İşverenin bir diğer sorumluluğu ise işyerine ilişkin risk değerlendirmesi yapması veya yaptırtmasıdır. Risk değerlendirmesi bir işyerinde oluşabilecek muhtemel iş kazalarının veya ortaya çıkabilecek meslek hastalıklarının önceden belirlenebilmesi için uygulanan işlemler olarak tanımlanabilir. İşverenin, işyerindeki kazaları önlemek adına düzenli olarak risk değerlendirmesi yaptırması gerekir. Ayrıca işveren işçileri arasında görev dağılımı yaparken işçilerinin sağlık ve güvenlik yönünden o iş için uygun olup olmadığına dikkat ederek dağılımı yapmakla görevlidir.
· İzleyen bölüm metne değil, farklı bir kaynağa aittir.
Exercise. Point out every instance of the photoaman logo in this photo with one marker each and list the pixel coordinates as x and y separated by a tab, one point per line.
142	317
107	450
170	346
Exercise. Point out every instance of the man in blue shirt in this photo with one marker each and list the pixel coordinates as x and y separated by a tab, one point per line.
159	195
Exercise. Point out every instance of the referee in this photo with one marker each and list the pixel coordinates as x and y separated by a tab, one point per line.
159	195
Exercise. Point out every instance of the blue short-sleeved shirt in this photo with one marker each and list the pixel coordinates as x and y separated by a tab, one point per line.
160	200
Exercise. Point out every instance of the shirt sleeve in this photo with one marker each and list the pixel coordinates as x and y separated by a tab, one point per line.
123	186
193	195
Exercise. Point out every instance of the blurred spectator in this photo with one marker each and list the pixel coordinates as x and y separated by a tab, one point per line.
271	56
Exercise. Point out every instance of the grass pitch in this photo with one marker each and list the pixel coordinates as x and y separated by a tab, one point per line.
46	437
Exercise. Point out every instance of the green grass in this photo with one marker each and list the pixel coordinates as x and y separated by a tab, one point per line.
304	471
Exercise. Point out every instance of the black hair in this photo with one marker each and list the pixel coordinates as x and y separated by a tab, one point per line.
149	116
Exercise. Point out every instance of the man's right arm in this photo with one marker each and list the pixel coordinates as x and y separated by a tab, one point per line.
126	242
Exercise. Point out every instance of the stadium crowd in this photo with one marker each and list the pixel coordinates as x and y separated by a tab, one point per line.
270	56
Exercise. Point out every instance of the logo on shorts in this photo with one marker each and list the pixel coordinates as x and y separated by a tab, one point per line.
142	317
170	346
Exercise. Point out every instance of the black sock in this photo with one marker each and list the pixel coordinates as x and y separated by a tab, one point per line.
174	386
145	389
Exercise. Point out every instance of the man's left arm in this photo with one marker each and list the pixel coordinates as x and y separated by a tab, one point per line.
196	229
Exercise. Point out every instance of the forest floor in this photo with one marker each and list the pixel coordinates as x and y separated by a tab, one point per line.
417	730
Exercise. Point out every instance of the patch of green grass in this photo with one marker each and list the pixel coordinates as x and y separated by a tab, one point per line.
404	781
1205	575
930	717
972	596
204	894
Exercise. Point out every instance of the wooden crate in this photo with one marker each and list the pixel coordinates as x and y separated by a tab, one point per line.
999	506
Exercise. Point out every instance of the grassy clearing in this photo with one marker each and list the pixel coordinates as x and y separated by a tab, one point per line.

Yani işverenden bünyesinde bulunan işçilerin fiziksel veya mental yeteneklerine uygun bir görev yetkilendirmesi yapması beklenmektedir. Ayrıca aynı maddede çalışanların iş sağlığı ve güvenliği alanındaki sorumluluklarının, işverenin sorumluluğunu etkilemeyeceği belirtilmiştir. Buradan anlaşılmaktadır ki işçinin bu alandaki yükümlülüğünü yerine getirmemesi durumunda da işverenin sorumluluğu devam etmektedir.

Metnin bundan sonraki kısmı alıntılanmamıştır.